Therefore, the probability of choosing 3 red marbles, 1 white marble, and 2 blue marbles is 8.99%.

Example 8

You are randomly drawing cards from an ordinary deck of cards. Every time you pick one, you place it back in the deck. You do this 5 times.
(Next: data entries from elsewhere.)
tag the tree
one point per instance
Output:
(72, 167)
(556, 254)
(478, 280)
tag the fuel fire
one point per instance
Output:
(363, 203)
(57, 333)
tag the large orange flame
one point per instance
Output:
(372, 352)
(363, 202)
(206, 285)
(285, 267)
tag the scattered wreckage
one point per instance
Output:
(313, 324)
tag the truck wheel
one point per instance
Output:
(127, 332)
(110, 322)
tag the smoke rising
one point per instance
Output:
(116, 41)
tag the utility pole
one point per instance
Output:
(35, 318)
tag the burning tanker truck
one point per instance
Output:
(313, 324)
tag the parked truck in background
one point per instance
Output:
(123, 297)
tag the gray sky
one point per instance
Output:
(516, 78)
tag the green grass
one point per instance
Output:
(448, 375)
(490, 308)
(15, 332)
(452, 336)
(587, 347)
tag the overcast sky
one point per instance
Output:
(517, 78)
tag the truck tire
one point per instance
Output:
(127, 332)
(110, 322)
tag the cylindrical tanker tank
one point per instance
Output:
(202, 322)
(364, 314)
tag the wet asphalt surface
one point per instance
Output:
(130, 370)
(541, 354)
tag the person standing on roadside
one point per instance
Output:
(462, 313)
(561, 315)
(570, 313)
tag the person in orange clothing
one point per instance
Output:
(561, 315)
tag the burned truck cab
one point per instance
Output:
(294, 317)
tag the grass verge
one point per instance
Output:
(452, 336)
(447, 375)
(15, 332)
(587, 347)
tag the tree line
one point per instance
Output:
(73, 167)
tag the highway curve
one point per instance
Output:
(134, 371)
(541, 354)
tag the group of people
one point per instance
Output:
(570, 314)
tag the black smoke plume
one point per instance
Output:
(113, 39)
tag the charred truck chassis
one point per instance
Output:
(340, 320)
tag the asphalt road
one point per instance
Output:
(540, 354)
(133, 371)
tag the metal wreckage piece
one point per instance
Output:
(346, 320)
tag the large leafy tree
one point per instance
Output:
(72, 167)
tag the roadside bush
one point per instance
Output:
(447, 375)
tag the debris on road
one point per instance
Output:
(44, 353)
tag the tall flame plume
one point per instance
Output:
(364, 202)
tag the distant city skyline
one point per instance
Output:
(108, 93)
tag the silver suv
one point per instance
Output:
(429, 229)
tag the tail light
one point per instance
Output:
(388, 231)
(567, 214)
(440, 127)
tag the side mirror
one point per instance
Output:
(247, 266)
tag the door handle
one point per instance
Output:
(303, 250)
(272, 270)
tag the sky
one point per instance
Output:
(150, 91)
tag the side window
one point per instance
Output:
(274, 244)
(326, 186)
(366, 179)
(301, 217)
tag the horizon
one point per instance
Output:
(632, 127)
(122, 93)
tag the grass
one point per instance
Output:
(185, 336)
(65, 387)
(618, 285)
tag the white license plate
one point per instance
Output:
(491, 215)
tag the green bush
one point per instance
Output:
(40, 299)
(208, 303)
What is the probability of drawing 1 heart, 1 spade, 1 club, and 2 diamonds?

Solution:

n & = 5 \ (5 \ \text{trials})\\p_1 & = \frac{13}{52} = 0.25 \ (\text{probability of drawing a heart})\\p_2 & = \frac{13}{52} = 0.25 \ (\text{probability of drawing a spade})\\p_3 & = \frac{13}{52} = 0.25 \ (\text{probability of drawing a club})\\p_4 & = \frac{13}{52} = 0.25 \ (\text{probability of drawing a diamond})\\n_1 & = 1 \ (1 \ \text{heart})\\n_2 & = 1 \ (1 \ \text{spade})\\n_3 & = 1 \ (1 \ \text{club})\\n_4 & = 2 \ (2 \ \text{diamonds})\\k & = 1 \ (\text{for each trial, there is only} \ 1 \ \text{possible outcome})\\P (x = 5) & = \frac{n!}{n_1!n_2!n_3! \ldots n_k!} \times (p_1{^{n_1}} \times p_2{^{n_2}} \times p_3{^{n_3}} \ldots p_k{^{n_k}})\\P(x = 5) & = \frac{5!}{1!1!1!2!} \times (0.25^1 \times 0.25^1 \times 0.25^1 \times 0.25^2)\\P(x = 5) & = 60 \times 0.25 \times 0.25\times 0.25\times 0.25\\P(x = 5) & = 0.0586

Therefore, the probability of choosing 1 heart, 1 spade, 1 club, and 2 diamonds is 5.86%.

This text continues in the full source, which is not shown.